2012’s Paranoia from Swedish four-piece Martyrdöd was a swift kick to the balls in the MouthForWar household. I wasn’t expecting the combination of crust and melody that the band wielded with some serious aggression. Well, I’m more prepared this time around and Elddop not only continues what I first heard a couple of years ago, but also throws a few curveballs in the process.

For Martyrdöd’s second full-length with Southern Lord, the group keeps the vitriol, but makes their music more personal and, for lack of a better word here, emotional. There’s a definite feeling of release throughout these 15 songs. Those experiences and emotions pent since the last release flood from the speakers right from the start of opening track “Nödkanal.” The first few moments of this song also carries a Hail of Bullets type riff that had me fooled for a bit — expecting some serious death metal — before the group shifts to a head-banging, crusty rhythm.

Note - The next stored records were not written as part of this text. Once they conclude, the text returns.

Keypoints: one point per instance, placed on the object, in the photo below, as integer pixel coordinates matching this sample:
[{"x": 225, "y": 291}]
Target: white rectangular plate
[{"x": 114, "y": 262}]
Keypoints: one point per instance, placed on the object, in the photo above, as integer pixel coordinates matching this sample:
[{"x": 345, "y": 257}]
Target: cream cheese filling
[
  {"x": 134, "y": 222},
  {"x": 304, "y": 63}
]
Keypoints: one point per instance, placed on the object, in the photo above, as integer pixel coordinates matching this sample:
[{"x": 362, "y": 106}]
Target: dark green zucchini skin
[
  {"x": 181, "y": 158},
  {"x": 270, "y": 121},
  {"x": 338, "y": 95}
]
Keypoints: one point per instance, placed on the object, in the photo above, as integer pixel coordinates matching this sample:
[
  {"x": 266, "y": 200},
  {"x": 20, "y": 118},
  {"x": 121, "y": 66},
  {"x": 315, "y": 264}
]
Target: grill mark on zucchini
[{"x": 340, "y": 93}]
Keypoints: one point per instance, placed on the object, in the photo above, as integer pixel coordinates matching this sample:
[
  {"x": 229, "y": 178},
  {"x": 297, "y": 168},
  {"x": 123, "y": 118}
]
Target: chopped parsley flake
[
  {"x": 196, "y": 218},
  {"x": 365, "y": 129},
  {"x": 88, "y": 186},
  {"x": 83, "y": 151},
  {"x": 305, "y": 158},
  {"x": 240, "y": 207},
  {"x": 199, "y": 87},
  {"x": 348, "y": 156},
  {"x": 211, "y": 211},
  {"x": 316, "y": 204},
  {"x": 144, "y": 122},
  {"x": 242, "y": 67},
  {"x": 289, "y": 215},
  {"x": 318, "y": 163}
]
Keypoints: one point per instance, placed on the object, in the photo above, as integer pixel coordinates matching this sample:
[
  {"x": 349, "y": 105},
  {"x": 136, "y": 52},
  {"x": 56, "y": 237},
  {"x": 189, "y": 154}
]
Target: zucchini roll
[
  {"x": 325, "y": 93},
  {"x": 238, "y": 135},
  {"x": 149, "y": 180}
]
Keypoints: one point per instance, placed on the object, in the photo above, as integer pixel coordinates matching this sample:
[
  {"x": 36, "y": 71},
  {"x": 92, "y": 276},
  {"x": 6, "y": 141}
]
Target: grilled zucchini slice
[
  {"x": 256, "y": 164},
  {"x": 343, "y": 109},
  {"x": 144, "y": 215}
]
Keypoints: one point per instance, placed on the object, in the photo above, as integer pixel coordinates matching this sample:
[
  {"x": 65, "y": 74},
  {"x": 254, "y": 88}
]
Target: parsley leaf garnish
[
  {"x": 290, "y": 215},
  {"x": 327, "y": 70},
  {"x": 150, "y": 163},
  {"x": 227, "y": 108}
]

Mikael Kjellman’s harshly barked vocals and emotive screams combine right from the beginning for a delivery that is both vicious and sincere. Songs like the raucous “En Jobbigt Jävel” benefit from the more straightforward wrath of the band with churning riffs, driving rhythms and snarling vocals. “Synd,” on the other hand, almost has an 80’s vibe to the guitar tone and a bounce to the drum work that belies the album’s overall presentation. It also signifies a slight change in the band’s direction.

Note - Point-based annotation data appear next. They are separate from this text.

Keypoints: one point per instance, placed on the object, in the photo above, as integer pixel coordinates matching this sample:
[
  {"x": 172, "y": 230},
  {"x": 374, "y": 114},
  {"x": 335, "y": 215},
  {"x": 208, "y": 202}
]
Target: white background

Yes, the crusty, d-beat chug is present, but the music also takes on a lighter side. There’s a distinct ebbing of aggression as the album progresses. “Victoria” delivers that feeling of sincerity mentioned earlier. “Tentakler” slows things down with elements of despair peppering the catchy rhythms and riffage. “Martyren” is as melodic as the group gets on the album, but for those fans of the more confrontational aspect of Martyrdöd, have no fear — it’s not all rainbows and unicorns here. “Slav Manual” is a barebones display of crusty punk mayhem, while “Skum pä väridens hav” blasts away relentlessly and “Hjärnspoken” hits pretty damn heavily.

Ever energetic and uncompromised, Elddop deliveries memorable moments throughout it’s run time. Toss in a powerful production (and slightly cleaner than predecessors) and you’ve got yourself one hell of an album.